Cortica has raised nearly $70 million since it was founded in 2007. Investors include Hong Kong-based Horizons Ventures and Russia’s Mail.ru Group, according to Start-Up National Central.
- Is Tesla coming to Israel? Elon Musk appears in Jerusalem bar 'burning absinthe'
- In AI we trust? The man who started a church for robot-god worship
- Elon Musk's SpaceX unveils new, sleek spaceship for NASA
Netanyahu met with Musk at the Negev Conference in Dimona. “This morning before coming here I met with Elon Musk, a man of vision, perhaps the greatest technological visionary in our generation. He’s a genius. He told me: ‘Israel is a technological powerhouse,’” Netanyahu said at the conference.
“He said he admires what we’re doing here. And then he said, on his own initiative ... he told me: ‘The Negev can provide you with all your energy needs. The Negev is Israel’s energy future. You can deploy solar systems here that will give you more energy than you need and more than you will need. Clean energy,'” Netanyahu added.
“I’m telling you what he told me: ‘If only you want it’ – and I’m telling you, I want it. I want a bustling, flourishing and developing Negev. And we’ll continue to do it, to develop it as has never been done before in Israel’s history.”
The South-African born Musk is spending a few days in Israel but the purpose of his visit was not immediately clear.
The trip was revealed after he posted photos on his Instagram account this week; he is seen in a Jerusalem bar and wrote “Learning how to pour flaming absinthe over a tower of glasses in a Jerusalem speakeasy.” Later he also posted pictures from Masada.
In Dimona, Netanyahu and Musk also spoke about the international car industry and the future of self-driving cars.
Tesla does not have an Israeli office. Its partnership with Israeli auto-tech company Mobileye ended in acrimony in 2016 over responsibility for accidents involving self-driving cars. The following year, Intel acquired Mobileye for $15.3 billion.
Also in 2016, SpaceX was responsible for the explosion on the launchpad of a rocket carrying Israel’s Amos 6 satellite.

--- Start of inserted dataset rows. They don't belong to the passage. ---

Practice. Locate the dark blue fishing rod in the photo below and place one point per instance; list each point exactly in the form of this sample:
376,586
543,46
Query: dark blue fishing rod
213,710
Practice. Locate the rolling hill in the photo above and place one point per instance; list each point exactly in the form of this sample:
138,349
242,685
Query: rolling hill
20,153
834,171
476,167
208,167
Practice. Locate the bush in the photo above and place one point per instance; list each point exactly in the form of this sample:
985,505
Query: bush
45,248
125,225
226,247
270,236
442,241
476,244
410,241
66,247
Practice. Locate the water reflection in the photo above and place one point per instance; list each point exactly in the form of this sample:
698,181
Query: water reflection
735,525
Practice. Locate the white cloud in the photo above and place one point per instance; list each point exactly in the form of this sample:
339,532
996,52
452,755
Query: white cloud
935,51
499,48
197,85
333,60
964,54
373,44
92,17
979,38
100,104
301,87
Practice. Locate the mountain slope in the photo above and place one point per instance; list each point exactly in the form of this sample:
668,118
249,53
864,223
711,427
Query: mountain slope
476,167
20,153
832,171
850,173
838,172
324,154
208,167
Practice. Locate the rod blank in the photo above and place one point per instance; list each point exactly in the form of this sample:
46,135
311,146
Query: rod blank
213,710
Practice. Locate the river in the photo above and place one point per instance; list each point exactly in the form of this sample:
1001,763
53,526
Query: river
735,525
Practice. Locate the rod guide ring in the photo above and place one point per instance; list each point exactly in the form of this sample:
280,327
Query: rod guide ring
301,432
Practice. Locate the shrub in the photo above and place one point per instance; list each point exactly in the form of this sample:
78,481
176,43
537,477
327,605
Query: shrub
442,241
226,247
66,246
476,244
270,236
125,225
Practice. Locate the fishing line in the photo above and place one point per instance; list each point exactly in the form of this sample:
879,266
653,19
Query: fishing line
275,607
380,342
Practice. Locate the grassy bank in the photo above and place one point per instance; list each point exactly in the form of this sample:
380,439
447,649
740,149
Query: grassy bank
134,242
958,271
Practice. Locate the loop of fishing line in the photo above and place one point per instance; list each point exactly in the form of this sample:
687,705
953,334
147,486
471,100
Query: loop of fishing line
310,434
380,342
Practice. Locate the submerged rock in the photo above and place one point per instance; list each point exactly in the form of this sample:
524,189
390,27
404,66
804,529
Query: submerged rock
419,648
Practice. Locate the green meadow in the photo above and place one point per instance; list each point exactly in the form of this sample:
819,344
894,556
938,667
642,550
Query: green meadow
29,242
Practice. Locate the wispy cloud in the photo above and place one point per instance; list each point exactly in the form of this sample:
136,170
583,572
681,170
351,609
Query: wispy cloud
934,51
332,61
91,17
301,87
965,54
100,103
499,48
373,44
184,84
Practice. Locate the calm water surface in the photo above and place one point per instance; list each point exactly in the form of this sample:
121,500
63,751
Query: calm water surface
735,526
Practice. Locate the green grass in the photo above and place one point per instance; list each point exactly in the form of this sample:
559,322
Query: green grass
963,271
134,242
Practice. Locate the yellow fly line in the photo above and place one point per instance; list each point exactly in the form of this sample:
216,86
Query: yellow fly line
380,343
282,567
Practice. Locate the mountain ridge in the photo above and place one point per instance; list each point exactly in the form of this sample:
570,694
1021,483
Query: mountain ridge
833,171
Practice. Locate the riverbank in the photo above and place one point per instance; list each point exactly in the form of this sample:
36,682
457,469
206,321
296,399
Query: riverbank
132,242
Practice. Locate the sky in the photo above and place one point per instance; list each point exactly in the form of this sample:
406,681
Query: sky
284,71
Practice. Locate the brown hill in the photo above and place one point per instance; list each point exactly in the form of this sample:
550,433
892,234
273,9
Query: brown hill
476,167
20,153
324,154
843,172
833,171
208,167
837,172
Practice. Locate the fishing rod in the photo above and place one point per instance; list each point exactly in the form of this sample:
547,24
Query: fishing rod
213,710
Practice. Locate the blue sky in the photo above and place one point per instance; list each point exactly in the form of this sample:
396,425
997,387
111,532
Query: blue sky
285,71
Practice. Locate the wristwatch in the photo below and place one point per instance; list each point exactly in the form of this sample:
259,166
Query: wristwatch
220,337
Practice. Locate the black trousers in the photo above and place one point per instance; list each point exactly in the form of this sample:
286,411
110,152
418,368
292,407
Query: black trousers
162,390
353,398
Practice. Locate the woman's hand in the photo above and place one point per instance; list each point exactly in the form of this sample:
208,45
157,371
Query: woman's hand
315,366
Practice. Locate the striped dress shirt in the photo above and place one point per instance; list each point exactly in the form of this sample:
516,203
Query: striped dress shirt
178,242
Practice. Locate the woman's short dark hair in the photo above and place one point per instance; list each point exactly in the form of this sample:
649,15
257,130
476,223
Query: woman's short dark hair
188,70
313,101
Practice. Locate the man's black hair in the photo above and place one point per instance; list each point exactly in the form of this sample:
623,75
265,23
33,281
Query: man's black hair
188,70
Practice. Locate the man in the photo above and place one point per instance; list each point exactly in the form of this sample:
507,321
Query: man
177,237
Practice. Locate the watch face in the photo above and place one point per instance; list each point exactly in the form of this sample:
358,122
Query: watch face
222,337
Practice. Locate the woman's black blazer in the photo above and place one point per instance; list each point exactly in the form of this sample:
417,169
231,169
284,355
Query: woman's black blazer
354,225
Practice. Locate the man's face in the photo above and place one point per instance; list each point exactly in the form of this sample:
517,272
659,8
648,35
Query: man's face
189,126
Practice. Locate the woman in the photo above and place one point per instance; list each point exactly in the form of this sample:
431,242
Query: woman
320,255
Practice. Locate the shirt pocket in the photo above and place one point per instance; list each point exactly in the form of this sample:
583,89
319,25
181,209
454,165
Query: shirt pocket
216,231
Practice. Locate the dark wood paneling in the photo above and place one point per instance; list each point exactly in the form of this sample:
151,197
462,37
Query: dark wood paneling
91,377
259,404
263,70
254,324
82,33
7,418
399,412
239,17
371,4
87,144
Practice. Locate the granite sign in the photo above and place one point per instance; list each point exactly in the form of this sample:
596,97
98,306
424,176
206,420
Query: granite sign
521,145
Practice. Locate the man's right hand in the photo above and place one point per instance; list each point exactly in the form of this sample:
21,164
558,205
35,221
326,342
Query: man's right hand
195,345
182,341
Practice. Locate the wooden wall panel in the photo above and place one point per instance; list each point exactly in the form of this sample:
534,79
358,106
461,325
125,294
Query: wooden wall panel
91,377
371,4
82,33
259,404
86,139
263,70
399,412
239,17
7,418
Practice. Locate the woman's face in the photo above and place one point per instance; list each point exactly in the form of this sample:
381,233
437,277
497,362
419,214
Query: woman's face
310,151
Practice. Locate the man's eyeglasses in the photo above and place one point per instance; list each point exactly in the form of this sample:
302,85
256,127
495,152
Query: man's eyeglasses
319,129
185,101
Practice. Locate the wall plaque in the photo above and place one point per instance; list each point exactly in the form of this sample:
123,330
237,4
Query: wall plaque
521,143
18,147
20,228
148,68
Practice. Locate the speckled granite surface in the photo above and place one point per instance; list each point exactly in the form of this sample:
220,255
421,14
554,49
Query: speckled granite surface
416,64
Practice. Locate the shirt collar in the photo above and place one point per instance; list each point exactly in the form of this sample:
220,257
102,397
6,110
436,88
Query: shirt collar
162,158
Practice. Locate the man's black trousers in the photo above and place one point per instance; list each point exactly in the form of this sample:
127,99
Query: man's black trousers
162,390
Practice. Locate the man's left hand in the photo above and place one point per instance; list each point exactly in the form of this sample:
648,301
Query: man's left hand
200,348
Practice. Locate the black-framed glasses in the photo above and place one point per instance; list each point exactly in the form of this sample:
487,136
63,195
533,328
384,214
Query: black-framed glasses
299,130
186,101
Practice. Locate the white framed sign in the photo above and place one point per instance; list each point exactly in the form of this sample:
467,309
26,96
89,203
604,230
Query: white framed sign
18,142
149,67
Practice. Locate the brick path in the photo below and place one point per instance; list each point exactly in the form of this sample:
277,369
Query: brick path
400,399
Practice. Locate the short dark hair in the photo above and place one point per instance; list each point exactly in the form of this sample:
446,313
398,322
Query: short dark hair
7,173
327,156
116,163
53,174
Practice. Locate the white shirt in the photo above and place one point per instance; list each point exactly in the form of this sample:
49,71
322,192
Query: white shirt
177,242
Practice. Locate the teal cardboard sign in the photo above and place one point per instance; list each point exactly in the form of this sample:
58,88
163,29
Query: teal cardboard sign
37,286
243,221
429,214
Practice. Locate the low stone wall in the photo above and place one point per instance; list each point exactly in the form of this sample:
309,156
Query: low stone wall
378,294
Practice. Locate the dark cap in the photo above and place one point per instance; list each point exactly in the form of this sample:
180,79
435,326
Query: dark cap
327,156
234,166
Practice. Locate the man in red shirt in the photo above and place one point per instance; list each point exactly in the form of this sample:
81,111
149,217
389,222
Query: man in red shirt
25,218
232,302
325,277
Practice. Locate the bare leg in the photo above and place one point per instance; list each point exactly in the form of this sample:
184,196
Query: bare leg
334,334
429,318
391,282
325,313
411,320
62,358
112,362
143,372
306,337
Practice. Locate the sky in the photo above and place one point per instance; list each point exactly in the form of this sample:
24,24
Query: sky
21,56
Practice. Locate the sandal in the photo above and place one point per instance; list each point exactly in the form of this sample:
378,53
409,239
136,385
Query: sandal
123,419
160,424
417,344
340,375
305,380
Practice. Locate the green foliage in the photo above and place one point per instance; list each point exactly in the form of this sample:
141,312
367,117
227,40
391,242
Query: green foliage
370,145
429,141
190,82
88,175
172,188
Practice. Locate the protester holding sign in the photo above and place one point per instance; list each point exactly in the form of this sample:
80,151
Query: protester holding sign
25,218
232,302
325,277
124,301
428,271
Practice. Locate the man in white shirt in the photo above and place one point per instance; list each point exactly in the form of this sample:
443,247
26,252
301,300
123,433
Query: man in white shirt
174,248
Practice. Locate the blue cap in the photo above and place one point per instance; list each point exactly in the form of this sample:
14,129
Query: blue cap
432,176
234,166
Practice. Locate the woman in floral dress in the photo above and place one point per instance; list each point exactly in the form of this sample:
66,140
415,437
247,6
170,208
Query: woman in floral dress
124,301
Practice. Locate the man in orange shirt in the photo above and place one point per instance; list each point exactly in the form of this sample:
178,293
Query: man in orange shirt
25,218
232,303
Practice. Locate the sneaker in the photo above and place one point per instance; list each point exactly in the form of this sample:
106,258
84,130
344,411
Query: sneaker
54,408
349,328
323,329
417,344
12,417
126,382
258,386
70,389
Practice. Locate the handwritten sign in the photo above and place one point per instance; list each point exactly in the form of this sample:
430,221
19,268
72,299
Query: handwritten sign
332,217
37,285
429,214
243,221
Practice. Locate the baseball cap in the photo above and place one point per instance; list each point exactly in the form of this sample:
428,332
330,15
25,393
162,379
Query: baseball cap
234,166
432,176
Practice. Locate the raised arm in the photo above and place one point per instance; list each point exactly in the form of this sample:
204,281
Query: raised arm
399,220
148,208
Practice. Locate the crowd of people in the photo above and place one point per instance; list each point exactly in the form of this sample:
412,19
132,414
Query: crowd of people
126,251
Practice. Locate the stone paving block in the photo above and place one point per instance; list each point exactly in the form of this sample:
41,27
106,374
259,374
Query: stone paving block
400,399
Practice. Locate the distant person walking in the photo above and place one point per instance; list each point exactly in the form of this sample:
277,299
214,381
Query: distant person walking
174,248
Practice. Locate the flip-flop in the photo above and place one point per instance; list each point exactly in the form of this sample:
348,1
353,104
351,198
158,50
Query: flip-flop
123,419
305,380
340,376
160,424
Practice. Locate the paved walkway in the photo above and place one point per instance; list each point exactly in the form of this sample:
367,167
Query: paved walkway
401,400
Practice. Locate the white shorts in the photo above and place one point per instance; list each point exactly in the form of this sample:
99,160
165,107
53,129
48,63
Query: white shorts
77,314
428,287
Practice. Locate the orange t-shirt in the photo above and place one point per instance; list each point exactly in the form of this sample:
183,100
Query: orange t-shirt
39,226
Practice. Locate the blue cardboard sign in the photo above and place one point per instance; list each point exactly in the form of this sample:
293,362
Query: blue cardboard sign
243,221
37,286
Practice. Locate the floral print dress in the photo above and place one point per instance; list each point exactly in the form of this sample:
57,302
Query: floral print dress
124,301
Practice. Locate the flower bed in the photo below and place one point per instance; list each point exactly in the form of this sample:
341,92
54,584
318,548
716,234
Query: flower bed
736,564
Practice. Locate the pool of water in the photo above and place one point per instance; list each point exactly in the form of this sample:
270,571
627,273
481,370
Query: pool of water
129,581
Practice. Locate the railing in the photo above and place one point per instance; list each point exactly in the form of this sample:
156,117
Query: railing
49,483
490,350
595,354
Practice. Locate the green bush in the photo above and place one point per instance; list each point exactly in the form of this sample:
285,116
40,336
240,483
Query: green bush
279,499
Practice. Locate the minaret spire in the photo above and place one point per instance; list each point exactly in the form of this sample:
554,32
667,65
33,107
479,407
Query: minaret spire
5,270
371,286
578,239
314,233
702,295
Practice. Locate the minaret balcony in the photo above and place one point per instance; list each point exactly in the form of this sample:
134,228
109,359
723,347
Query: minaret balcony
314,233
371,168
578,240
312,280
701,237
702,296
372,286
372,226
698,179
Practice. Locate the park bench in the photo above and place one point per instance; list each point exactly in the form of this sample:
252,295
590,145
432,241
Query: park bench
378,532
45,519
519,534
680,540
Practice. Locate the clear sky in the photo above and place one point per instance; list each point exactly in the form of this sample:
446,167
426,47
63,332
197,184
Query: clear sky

Musk’s visit also comes as Tesla faces an exodus of managers who claim that many of the components made in the company’s California plant are defective.
Two years ago Tesla acquired San Mateo, California-based SolarCity, which produces solar-power systems for private consumers and businesses, for $2.6 billion in shares. Previously, Musk served as SolarCity's chairman and was the largest shareholder in the company, which was founded by his cousins Lyndon and Peter Rive.
With Tesla’s acquisition of SolarCity, the company now offers solar panels, home battery storage systems and electric cars under one brand name. A Tesla system includes the installation of solar panels on a home's roof and a battery that can provide all the home’s electricity needs.